James: The B is Backstory. Backstory is a very common concept in theater, but not a lot of radio people know about it. The backstory is really what has led you, or led the character that you're playing in the script, up to this moment in time. Each of us as individuals has a backstory. From the day we were born until this very moment in time is our backstory. It's every event, every situation, every moment of our lives that has brought us to this point in time, to what we're experiencing, what we're sharing. The same thing is true for a character that's in a script. I redefine the backstory in voice-over a little bit. In theater, film, television, and stage, the backstory is usually told by a story synopsis, which brings the performer up to speed so they know what's been going on, what the background is for their character. In a stage or film script, the performer has an opportunity to really assimilate the character and understand a lot about the character, and they can do this over a period of time, several weeks in some cases.

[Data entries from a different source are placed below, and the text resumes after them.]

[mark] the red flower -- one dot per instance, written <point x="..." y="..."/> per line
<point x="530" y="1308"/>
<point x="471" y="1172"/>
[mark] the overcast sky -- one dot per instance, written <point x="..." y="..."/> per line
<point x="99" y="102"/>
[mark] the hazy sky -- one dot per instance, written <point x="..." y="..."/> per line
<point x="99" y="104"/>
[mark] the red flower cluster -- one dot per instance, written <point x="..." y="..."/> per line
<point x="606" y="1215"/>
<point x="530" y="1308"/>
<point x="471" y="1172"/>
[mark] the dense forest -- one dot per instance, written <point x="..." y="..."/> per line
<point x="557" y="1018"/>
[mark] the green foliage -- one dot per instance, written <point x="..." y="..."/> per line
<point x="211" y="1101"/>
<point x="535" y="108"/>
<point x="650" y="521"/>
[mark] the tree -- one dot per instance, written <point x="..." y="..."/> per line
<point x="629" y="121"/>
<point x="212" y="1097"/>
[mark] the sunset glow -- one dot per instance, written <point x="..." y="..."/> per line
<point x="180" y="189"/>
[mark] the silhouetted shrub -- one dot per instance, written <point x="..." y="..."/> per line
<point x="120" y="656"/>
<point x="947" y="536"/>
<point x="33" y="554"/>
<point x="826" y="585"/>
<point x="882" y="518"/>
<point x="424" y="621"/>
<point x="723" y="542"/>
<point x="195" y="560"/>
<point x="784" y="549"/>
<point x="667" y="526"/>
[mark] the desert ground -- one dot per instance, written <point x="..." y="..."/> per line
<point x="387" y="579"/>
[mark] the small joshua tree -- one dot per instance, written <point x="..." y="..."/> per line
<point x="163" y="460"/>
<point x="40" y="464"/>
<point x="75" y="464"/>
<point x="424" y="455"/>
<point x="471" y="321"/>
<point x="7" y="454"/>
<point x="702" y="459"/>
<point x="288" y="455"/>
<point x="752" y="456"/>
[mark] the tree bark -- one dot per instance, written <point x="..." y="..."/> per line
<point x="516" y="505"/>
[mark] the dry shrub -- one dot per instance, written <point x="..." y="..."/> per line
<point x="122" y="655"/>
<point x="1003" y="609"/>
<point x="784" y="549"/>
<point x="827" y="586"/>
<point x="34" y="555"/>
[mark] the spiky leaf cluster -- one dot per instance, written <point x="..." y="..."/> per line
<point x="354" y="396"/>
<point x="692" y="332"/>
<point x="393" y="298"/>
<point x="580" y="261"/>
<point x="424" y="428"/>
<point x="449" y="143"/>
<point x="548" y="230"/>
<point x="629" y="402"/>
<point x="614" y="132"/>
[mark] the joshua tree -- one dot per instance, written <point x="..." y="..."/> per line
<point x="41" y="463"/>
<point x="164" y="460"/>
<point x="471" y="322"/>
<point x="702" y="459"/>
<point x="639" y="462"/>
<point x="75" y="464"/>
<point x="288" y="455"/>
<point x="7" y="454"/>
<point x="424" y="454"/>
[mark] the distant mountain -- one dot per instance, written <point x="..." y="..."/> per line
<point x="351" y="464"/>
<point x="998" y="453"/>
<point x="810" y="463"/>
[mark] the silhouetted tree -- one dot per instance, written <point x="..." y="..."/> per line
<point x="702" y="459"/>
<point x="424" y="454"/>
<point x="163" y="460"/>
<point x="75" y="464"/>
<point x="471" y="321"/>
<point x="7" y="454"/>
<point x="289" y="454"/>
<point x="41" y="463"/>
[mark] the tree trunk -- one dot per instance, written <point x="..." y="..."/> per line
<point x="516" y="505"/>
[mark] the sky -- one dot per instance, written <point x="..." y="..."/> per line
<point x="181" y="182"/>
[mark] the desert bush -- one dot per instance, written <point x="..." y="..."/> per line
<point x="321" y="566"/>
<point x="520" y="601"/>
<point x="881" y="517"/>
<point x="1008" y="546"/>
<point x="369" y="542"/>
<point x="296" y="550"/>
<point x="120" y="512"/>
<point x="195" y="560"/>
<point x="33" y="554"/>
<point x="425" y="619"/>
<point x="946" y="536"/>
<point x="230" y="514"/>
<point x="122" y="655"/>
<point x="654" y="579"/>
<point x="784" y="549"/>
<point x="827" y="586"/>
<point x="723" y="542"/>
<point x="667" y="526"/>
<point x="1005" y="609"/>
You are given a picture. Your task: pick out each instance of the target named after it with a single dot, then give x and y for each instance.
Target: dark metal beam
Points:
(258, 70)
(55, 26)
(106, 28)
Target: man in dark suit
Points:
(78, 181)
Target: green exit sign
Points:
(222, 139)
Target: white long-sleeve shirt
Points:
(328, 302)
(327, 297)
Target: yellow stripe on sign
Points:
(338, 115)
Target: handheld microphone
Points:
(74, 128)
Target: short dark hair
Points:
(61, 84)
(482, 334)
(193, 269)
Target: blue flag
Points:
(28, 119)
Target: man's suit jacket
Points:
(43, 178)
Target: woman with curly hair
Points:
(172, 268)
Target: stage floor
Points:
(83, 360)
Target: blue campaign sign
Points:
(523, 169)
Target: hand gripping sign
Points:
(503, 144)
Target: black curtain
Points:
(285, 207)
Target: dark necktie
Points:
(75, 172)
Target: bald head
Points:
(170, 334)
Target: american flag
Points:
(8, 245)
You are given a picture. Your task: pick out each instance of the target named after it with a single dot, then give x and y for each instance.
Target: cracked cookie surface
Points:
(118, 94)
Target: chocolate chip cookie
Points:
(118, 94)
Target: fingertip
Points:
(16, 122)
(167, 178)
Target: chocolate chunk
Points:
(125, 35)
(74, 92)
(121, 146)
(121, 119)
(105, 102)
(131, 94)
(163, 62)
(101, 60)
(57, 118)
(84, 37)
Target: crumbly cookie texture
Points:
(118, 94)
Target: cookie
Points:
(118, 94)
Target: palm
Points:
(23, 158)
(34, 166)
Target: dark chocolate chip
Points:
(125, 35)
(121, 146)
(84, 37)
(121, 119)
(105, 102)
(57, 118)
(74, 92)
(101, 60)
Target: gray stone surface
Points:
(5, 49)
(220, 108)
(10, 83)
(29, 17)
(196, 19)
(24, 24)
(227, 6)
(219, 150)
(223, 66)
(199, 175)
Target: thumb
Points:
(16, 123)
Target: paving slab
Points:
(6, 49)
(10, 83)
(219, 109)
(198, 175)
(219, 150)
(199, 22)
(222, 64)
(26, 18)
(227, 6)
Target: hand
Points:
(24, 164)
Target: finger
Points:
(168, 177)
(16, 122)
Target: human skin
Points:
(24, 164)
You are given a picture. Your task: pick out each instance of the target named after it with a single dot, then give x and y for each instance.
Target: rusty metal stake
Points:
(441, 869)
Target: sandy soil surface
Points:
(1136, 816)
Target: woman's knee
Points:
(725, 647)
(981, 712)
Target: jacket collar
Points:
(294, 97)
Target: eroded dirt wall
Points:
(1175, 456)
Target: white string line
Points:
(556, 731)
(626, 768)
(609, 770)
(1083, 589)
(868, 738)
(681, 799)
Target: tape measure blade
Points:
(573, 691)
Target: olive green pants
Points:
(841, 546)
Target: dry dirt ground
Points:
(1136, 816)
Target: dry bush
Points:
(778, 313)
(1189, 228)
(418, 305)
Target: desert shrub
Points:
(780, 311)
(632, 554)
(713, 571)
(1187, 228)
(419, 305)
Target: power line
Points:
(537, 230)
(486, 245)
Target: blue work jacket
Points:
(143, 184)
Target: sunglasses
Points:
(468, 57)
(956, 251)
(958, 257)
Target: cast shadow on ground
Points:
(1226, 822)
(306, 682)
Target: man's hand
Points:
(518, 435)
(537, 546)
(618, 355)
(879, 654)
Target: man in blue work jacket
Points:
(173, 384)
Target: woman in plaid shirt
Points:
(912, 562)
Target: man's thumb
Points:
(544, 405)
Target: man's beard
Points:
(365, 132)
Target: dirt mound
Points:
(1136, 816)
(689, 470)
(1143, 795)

     In voice-over, when we're doing a commercial, we will sometimes get the script when we walk into the studio. That's the first time we know what our character is. We may have as little as 5 minutes or less to completely do what I call woodshed the script, and that is break the script down, figure out who our audience is, what it is that we're talking about, what the message is, put all the pieces together, come up with a backstory, why is it we're talking, and be able to come up with a coherent, intelligent, effective performance. We have to do that very fast. That makes voice acting much, much different than theatrical acting.

     So, because of that short time we have to put all that together, I've redefined backstory for voice acting. The definition I have is backstory is the specific event that occurs immediately before the first word of the script. Something happened that's causing the character you're playing to be speaking those words. What is it? Figure out what it is. If it's not clearly defined by the script or the producer doesn't tell you what might be going on, make it up. We're actors; we can pretend. So, that backstory becomes really critical because that tells you what's been going on between your character and your audience. It gives you a reason for speaking. It's motivation. It's the basic concept in theater. That's backstory.

     The C stands for Character. Who is the character in the script? Who is it you're playing? What is the role that you are playing for the particular script that you're working with? The most important thing about character is the character is generally not you; it's going to be somebody else. Celebrity voice-over is a little different because many times the script is written specifically for the celebrity. But most commercials are written by somebody in an ad agency or maybe a sales rep at a radio station, and they're writing the script based on their communication with the client, not taking into consideration who the voice actor that's going to end up delivering that script might be. So as a performer, we have to come in and take that script and figure out who our character is.

     So, by combining the Audience--understanding who we're talking to-with what it is that just happened before our first word--the Backstory--and who we are as the speaker, combining those three elements gets us off the page. It can take a little practice to really get the knack of doing that, but those three things make a huge difference in the performance.